Das Laternenfiasko

Jeder macht das, was er am besten kann. Ist die Vielfalt dabei nicht einfach nur toll? Mein Sparkassenberater jongliert mit Zahlen so schnell, dass ich anschließend nicht mehr weiß, wie alt ich bin. Mein Physiotherapeut zeigt mir Muskeln an meinem Körper, die ich zuvor nicht kannte, meine Freundin Clara ist Redakteurin, liest Werke anderer Autor*innen und korrigiert inhaltliche oder formale Fehler. Von A wie Altenpflege bis Z wie Zoomitarbeiter*in ist jeder ein Experte auf seinem Gebiet. Und sicher ist auch ein jeder dieser Menschen mal genervt. Ich hoffe es so, denn dann wäre ich nicht alleine mit meinen Gedanken.

Erzieherin in einem Kindergarten zu sein, hat mir immer gut gefallen und dennoch gab es Zeiten, an denen ich nervlich an meine Grenzen kam. Ein kleines Beispiel bot das Ereignis des jährlichen Laternenfestes und genau hier fängt die Geschichte an…

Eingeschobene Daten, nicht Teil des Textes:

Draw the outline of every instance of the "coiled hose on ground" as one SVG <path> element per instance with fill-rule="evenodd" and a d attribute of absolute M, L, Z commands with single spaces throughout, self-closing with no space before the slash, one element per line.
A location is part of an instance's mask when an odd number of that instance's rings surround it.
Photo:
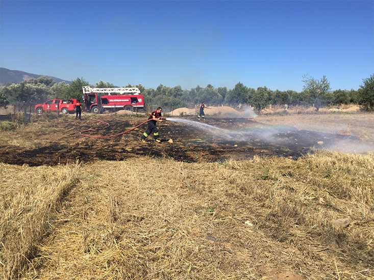
<path fill-rule="evenodd" d="M 123 132 L 121 132 L 120 133 L 118 133 L 117 134 L 114 134 L 114 135 L 109 135 L 107 136 L 97 136 L 94 135 L 89 135 L 89 134 L 84 134 L 85 132 L 87 132 L 87 131 L 92 131 L 94 130 L 100 130 L 101 129 L 105 129 L 106 128 L 108 128 L 110 126 L 110 125 L 108 123 L 106 123 L 105 122 L 103 122 L 103 121 L 101 121 L 100 120 L 97 120 L 97 119 L 93 119 L 94 121 L 97 121 L 98 122 L 100 122 L 101 123 L 103 123 L 104 124 L 106 124 L 107 125 L 105 127 L 98 127 L 97 128 L 91 128 L 90 129 L 87 129 L 87 130 L 83 130 L 83 131 L 81 131 L 79 134 L 80 134 L 81 135 L 83 136 L 86 136 L 87 137 L 92 137 L 93 138 L 110 138 L 111 137 L 115 137 L 116 136 L 119 136 L 120 135 L 124 134 L 124 133 L 127 133 L 130 131 L 131 131 L 132 130 L 134 130 L 135 128 L 137 128 L 141 125 L 143 125 L 146 122 L 149 122 L 149 121 L 152 121 L 153 119 L 151 119 L 150 120 L 147 120 L 145 122 L 143 122 L 140 124 L 137 125 L 136 126 L 133 127 L 132 128 L 129 129 L 128 130 L 126 130 L 126 131 L 123 131 Z"/>

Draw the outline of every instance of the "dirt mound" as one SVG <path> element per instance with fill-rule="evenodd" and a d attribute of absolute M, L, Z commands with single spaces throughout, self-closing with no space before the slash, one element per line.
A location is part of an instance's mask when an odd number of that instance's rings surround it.
<path fill-rule="evenodd" d="M 168 113 L 171 116 L 197 115 L 199 113 L 199 108 L 189 109 L 185 107 L 178 108 Z M 252 108 L 249 107 L 244 107 L 240 111 L 235 110 L 229 106 L 221 106 L 219 107 L 209 106 L 204 109 L 204 114 L 207 116 L 221 116 L 225 118 L 254 118 L 257 116 Z"/>
<path fill-rule="evenodd" d="M 195 111 L 195 109 L 189 109 L 186 107 L 178 108 L 167 113 L 171 116 L 181 116 L 183 115 L 193 115 Z"/>

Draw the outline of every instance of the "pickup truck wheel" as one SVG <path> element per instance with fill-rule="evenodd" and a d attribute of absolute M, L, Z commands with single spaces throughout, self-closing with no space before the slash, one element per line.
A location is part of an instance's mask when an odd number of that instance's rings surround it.
<path fill-rule="evenodd" d="M 98 108 L 97 106 L 94 106 L 91 108 L 91 111 L 94 114 L 98 114 Z"/>
<path fill-rule="evenodd" d="M 61 109 L 61 113 L 62 114 L 69 114 L 69 110 L 67 109 L 67 108 L 63 108 Z"/>

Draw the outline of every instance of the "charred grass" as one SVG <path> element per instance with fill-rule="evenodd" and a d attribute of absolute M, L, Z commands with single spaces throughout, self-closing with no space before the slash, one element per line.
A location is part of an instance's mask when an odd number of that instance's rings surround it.
<path fill-rule="evenodd" d="M 327 152 L 0 163 L 0 278 L 372 279 L 373 174 Z"/>

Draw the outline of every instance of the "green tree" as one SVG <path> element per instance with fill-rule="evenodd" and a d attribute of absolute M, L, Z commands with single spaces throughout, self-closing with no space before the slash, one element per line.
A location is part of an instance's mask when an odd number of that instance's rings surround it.
<path fill-rule="evenodd" d="M 259 87 L 252 97 L 252 103 L 255 109 L 260 111 L 270 103 L 272 91 L 266 87 Z"/>
<path fill-rule="evenodd" d="M 64 81 L 55 83 L 51 87 L 52 97 L 55 98 L 62 98 L 63 97 L 67 96 L 70 85 Z"/>
<path fill-rule="evenodd" d="M 114 85 L 113 83 L 109 82 L 105 82 L 100 80 L 100 81 L 96 83 L 95 88 L 97 88 L 98 89 L 108 89 L 118 88 L 118 87 L 114 87 Z"/>
<path fill-rule="evenodd" d="M 225 102 L 232 105 L 239 103 L 247 104 L 248 102 L 248 88 L 240 82 L 238 82 L 231 90 L 226 94 Z"/>
<path fill-rule="evenodd" d="M 363 84 L 358 91 L 359 104 L 364 106 L 366 110 L 372 110 L 374 106 L 374 74 L 362 80 Z"/>
<path fill-rule="evenodd" d="M 6 109 L 9 104 L 9 101 L 4 94 L 0 94 L 0 108 Z"/>
<path fill-rule="evenodd" d="M 320 80 L 317 80 L 308 76 L 303 76 L 302 81 L 304 83 L 303 91 L 309 97 L 310 103 L 313 103 L 317 108 L 328 103 L 329 101 L 329 92 L 331 89 L 330 82 L 323 75 Z"/>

Für Novitäten bin ich immer offen. Mal etwas ganz anders machen also sonst. Alte Muster durchbrechen, Neues entdecken, einen anderen Weg gehen also sonst. Als Paulas Mutter mich auf dem Kindergartenflur ansprach und eine Idee hatte, war ich wie immer offen, hellhörig und zugewandt. Man könne die Laternen ja mal ganz anders gestalten, sagte sie mir. „Das ist ein interessanter Gedanke. Erläutern Sie mir, was sie mit >anders machen< meinen?“ sagte und fragte ich. „Naja… bisher basteln sie ja mit allen Kindern immer eine Mottolaterne“. „Ja, jedes Jahr ein anderes Motto“, ergänzte ich lachend. „Ja und genau darüber wollte ich mit Ihnen reden.“ Um es abzukürzen. Ihr Wunsch war, dass ich fortan nicht mehr mit den 25 Kindern 25 Laternen nach einem Motto hin bastelte. Es sollte was Neues her, was Frisches, was ganz individuelles. Ich fragte mich zwar, was individueller sein könnte, als mit jedem Kind eine eigene Laterne zu gestalten, wurde aber nicht gehört.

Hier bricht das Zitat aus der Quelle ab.